Q: User Shopping Sprees
"Given a purchase history table with timestamps, identify users who made multiple purchases within a short span (e.g., within 30 minutes). List these users and how many sprees they had."
Step By Step Answer:
You have a purchase_history
table with:
user_id
purchase_time
(timestamp)
You need to:
- Find users who made multiple purchases within 30 minutes.
- Count how many such "shopping sprees" each user had.
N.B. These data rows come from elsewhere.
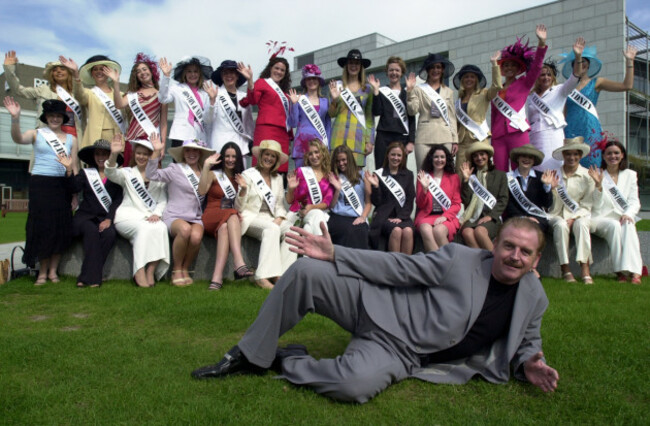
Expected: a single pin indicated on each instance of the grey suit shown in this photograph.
(397, 307)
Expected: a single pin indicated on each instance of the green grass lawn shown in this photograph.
(120, 354)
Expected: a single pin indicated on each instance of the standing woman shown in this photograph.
(437, 199)
(545, 108)
(49, 218)
(581, 114)
(221, 219)
(473, 103)
(614, 214)
(350, 206)
(393, 200)
(309, 192)
(183, 212)
(509, 125)
(138, 219)
(484, 193)
(191, 102)
(434, 101)
(263, 214)
(309, 114)
(351, 108)
(395, 124)
(270, 94)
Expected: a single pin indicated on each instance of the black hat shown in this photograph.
(54, 106)
(227, 65)
(466, 69)
(353, 54)
(436, 58)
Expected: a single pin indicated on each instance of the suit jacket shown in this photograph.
(430, 301)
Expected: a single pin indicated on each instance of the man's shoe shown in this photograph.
(234, 362)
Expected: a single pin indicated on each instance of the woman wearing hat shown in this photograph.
(395, 124)
(95, 219)
(484, 192)
(571, 211)
(434, 101)
(581, 115)
(270, 94)
(263, 214)
(138, 217)
(545, 108)
(509, 125)
(49, 216)
(183, 212)
(616, 204)
(191, 102)
(473, 103)
(221, 218)
(309, 114)
(231, 122)
(437, 199)
(351, 107)
(103, 118)
(146, 114)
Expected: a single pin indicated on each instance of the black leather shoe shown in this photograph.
(234, 362)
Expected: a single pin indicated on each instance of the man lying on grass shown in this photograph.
(443, 316)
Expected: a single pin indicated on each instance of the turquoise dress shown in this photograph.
(582, 123)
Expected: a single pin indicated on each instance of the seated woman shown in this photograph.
(614, 214)
(95, 219)
(571, 211)
(484, 193)
(393, 201)
(437, 199)
(309, 192)
(138, 217)
(350, 206)
(263, 214)
(183, 212)
(220, 218)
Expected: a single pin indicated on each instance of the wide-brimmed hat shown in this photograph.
(203, 63)
(177, 152)
(227, 65)
(311, 71)
(87, 154)
(529, 150)
(476, 147)
(573, 144)
(467, 69)
(589, 53)
(54, 106)
(84, 72)
(353, 54)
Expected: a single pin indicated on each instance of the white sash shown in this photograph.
(436, 100)
(135, 181)
(398, 106)
(69, 101)
(480, 132)
(394, 187)
(518, 194)
(516, 119)
(111, 108)
(314, 118)
(225, 184)
(98, 188)
(483, 194)
(194, 181)
(283, 99)
(312, 183)
(262, 187)
(583, 102)
(139, 114)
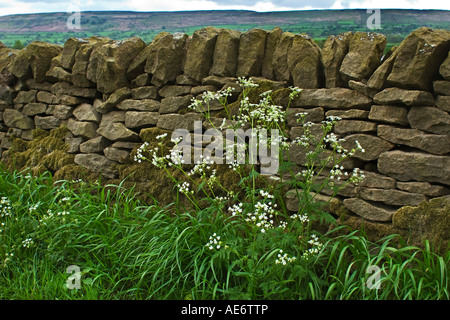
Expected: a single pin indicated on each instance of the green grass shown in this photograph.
(127, 249)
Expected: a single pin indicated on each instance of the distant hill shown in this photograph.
(319, 24)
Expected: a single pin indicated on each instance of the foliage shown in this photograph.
(129, 250)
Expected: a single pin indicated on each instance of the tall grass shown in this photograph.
(127, 249)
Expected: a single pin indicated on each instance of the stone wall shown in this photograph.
(112, 95)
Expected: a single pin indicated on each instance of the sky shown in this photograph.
(35, 6)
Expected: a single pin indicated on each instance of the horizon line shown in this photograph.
(223, 10)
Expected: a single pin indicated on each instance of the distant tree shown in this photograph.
(18, 45)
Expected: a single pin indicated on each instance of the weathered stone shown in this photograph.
(83, 129)
(292, 201)
(97, 163)
(175, 104)
(59, 74)
(375, 180)
(113, 116)
(81, 63)
(200, 51)
(86, 112)
(362, 87)
(36, 57)
(369, 211)
(46, 97)
(251, 52)
(272, 40)
(378, 80)
(425, 188)
(32, 109)
(108, 63)
(139, 105)
(218, 81)
(407, 166)
(363, 57)
(315, 130)
(312, 115)
(354, 126)
(69, 51)
(117, 155)
(444, 69)
(334, 51)
(304, 62)
(428, 221)
(94, 145)
(348, 114)
(62, 111)
(173, 91)
(71, 90)
(389, 114)
(114, 99)
(137, 65)
(69, 100)
(298, 155)
(225, 53)
(441, 87)
(280, 57)
(14, 119)
(443, 103)
(418, 58)
(142, 80)
(140, 119)
(432, 143)
(373, 146)
(201, 89)
(47, 123)
(430, 119)
(26, 97)
(7, 94)
(391, 196)
(166, 57)
(126, 145)
(110, 77)
(116, 131)
(398, 96)
(144, 92)
(334, 98)
(73, 144)
(178, 121)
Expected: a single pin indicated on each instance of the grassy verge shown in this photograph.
(126, 249)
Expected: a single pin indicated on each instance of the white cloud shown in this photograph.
(35, 6)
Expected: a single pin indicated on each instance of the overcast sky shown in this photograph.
(35, 6)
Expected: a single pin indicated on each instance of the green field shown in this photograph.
(319, 24)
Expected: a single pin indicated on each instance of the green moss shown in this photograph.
(74, 172)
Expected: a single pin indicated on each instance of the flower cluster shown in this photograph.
(283, 258)
(5, 207)
(50, 215)
(184, 188)
(236, 209)
(202, 165)
(33, 208)
(262, 217)
(27, 242)
(140, 153)
(316, 247)
(303, 218)
(214, 242)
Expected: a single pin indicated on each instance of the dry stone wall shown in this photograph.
(109, 94)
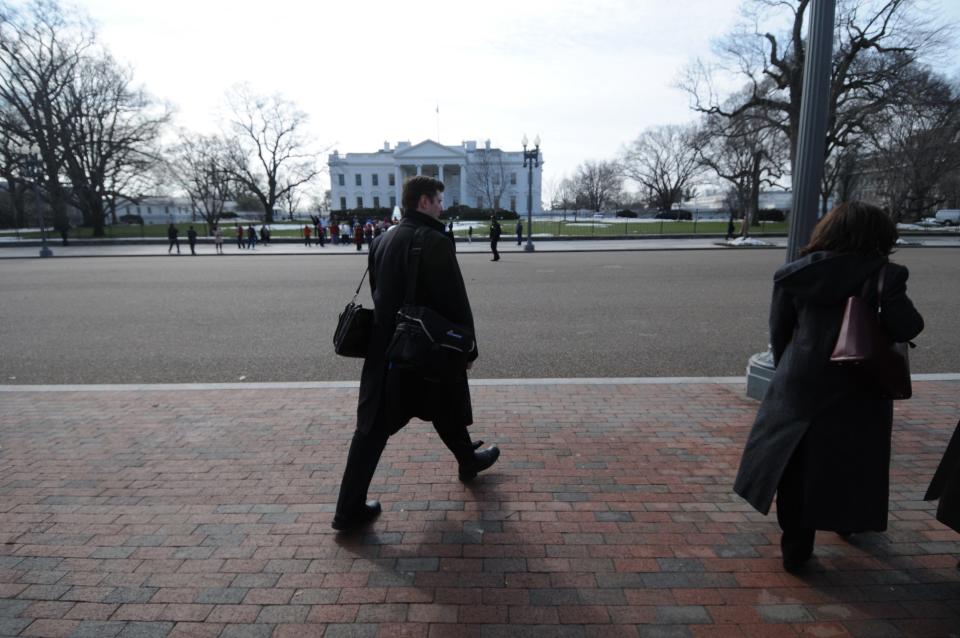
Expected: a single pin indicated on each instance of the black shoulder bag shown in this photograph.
(425, 342)
(354, 327)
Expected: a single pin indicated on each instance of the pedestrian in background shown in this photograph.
(494, 237)
(192, 240)
(358, 236)
(821, 438)
(173, 236)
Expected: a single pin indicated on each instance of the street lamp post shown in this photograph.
(33, 170)
(531, 159)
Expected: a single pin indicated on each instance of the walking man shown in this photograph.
(192, 240)
(173, 234)
(494, 237)
(389, 398)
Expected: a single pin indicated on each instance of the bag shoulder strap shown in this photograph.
(413, 265)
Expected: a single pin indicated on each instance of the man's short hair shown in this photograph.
(416, 186)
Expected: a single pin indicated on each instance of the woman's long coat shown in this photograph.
(389, 399)
(946, 484)
(830, 416)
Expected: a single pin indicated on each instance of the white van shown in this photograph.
(948, 217)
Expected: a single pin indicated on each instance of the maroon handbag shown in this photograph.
(862, 342)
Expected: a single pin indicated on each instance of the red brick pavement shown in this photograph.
(206, 513)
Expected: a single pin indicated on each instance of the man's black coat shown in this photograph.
(835, 421)
(388, 398)
(946, 484)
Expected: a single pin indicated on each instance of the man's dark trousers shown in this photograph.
(365, 452)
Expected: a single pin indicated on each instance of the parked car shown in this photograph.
(948, 217)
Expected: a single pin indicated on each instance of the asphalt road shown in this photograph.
(270, 318)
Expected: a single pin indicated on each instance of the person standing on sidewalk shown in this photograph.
(494, 237)
(192, 240)
(173, 236)
(821, 438)
(389, 398)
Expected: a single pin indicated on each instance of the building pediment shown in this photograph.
(429, 150)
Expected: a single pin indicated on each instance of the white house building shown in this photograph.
(481, 177)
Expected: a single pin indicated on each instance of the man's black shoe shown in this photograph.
(369, 511)
(481, 461)
(796, 547)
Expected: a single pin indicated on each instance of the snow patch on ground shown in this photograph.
(747, 241)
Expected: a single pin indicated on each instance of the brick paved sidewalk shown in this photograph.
(206, 513)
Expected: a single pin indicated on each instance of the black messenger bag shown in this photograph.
(424, 341)
(354, 328)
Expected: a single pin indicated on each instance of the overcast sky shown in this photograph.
(586, 76)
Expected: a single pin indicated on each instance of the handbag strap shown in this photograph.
(357, 291)
(413, 265)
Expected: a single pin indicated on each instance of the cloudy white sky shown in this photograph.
(586, 76)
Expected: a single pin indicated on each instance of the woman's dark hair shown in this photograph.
(416, 186)
(854, 227)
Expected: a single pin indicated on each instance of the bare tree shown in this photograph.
(745, 153)
(271, 152)
(198, 164)
(487, 175)
(597, 185)
(109, 137)
(41, 47)
(916, 147)
(875, 42)
(664, 161)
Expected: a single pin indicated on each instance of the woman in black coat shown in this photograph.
(821, 439)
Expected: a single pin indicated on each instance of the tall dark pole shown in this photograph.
(530, 160)
(812, 136)
(808, 163)
(33, 170)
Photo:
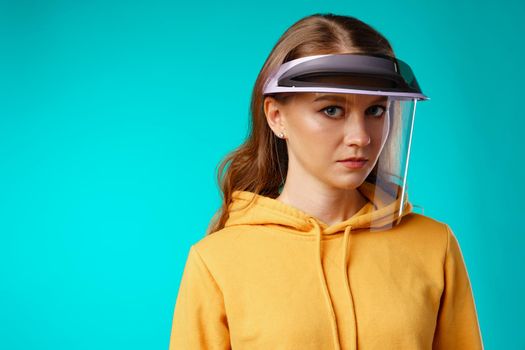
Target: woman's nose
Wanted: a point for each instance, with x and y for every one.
(355, 131)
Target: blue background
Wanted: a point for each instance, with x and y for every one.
(113, 116)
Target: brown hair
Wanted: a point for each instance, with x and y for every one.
(256, 165)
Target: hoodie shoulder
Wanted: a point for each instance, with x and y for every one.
(428, 231)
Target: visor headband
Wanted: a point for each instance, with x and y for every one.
(346, 73)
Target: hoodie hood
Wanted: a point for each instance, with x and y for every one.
(380, 212)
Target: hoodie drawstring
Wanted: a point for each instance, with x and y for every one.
(346, 239)
(335, 332)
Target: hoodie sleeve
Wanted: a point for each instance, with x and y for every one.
(199, 320)
(457, 324)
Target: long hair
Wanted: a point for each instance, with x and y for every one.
(261, 162)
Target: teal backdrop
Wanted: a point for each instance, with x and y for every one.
(114, 115)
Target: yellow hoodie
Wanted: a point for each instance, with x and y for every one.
(278, 278)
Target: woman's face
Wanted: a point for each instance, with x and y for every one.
(323, 129)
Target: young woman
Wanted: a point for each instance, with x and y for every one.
(316, 245)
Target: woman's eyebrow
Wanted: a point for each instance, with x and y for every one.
(339, 98)
(342, 99)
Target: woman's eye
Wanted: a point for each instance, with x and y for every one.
(333, 111)
(376, 111)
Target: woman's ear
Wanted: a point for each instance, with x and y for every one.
(273, 111)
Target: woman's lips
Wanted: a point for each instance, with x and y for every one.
(353, 164)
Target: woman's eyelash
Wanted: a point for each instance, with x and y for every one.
(325, 109)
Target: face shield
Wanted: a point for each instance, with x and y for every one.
(380, 94)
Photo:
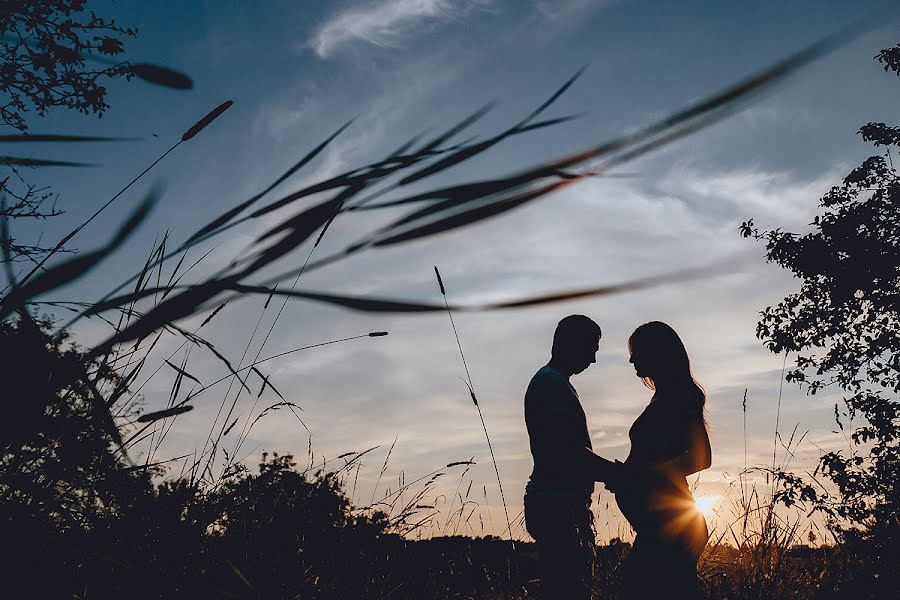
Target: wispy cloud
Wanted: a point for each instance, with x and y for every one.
(387, 23)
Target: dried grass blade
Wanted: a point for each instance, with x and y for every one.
(40, 162)
(163, 76)
(76, 267)
(49, 137)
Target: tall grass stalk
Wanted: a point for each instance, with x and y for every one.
(475, 401)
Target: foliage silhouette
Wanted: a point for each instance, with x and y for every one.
(843, 326)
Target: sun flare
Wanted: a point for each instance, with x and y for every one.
(706, 504)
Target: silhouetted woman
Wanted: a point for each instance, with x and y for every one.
(668, 443)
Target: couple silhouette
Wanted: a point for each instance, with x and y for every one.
(669, 441)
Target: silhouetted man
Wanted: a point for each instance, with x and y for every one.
(558, 494)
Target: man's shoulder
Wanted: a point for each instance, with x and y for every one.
(549, 383)
(547, 376)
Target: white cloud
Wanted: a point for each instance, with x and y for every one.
(387, 23)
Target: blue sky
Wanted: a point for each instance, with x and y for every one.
(297, 70)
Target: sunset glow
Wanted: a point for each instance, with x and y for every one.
(706, 504)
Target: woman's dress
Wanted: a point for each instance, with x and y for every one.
(668, 442)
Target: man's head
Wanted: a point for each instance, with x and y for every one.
(575, 344)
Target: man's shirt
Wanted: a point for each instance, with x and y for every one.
(557, 431)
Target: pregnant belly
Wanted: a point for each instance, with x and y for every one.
(656, 505)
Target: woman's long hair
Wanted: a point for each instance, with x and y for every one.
(660, 346)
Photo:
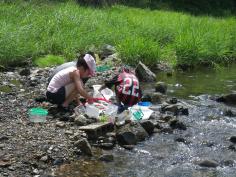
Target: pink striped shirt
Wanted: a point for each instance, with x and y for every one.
(60, 79)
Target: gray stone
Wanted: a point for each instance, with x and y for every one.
(106, 157)
(208, 163)
(144, 73)
(84, 146)
(80, 120)
(148, 126)
(228, 99)
(233, 139)
(60, 124)
(97, 129)
(176, 124)
(161, 87)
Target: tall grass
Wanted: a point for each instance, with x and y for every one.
(31, 30)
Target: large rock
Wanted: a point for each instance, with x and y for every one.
(144, 73)
(208, 163)
(148, 126)
(80, 120)
(161, 87)
(84, 146)
(131, 134)
(157, 97)
(228, 99)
Sample Data (purchase_history
):
user_id | purchase_time |
---|---|
1 | 2024-01-01 10:00:00 |
1 | 2024-01-01 10:20:00 |
1 | 2024-01-01 12:00:00 |
2 | 2024-01-01 09:00:00 |
2 | 2024-01-01 09:40:00 |
3 | 2024-01-01 15:00:00 |
3 | 2024-01-01 15:25:00 |
3 | 2024-01-01 15:50:00 |
Step-by-Step Explanation:
Step 1: Compare Each Purchase to the Previous Purchase
We want to know:
- "How many minutes passed between this purchase and the last one?"
We can use the SQL LAG()
function to look at the previous purchase.
Example:
For User 1:
- 10:00 → no previous purchase
- 10:20 → 20 minutes after 10:00 → within 30 minutes → 1 spree
- 12:00 → 100 minutes after 10:20 → not within 30 minutes
For User 2:
- 9:00 → no previous purchase
- 9:40 → 40 minutes after 9:00 → not within 30 minutes
For User 3:
- 15:00 → no previous purchase
- 15:25 → 25 minutes after 15:00 → within 30 minutes → 1 spree
- 15:50 → 25 minutes after 15:25 → within 30 minutes → another spree
Step 2: Identify Purchases Within 30 Minutes
We will calculate the time difference between current and previous purchases, and keep only those where the gap is <= 30 minutes.
Step 3: Count How Many Sprees Each User Had
After identifying purchases made within 30 minutes, count how many times it happened for each user.
SQL Query:
WITH purchase_diffs AS (
SELECT
user_id,
purchase_time,
LAG(purchase_time) OVER (PARTITION BY user_id ORDER BY purchase_time) AS previous_purchase_time
FROM
purchase_history
)
SELECT
user_id,
COUNT(*) AS spree_count
FROM
purchase_diffs
WHERE
previous_purchase_time IS NOT NULL
AND TIMESTAMPDIFF(MINUTE, previous_purchase_time, purchase_time) <= 30
GROUP BY
user_id;
Explanation of SQL:
LAG(purchase_time) OVER (PARTITION BY user_id ORDER BY purchase_time)
:
For each user, find the previous purchase.- In the
WHERE
:- Make sure previous_purchase_time exists (not NULL for the very first purchase).
- Calculate the minutes difference. If it's <= 30 minutes, it’s a spree.
COUNT(*)
the number of sprees for each user.
Expected Final Output:
user_id | spree_count |
---|---|
1 | 1 |
3 | 2 |
User 2 is not shown because they didn't have any purchases within 30 minutes.
Important Points:
- We must partition by
user_id
because we want to compare each user's purchases separately. - Only purchases within 30 minutes from the previous purchase count as a spree.
- First purchase per user will have no previous purchase to compare to (NULL).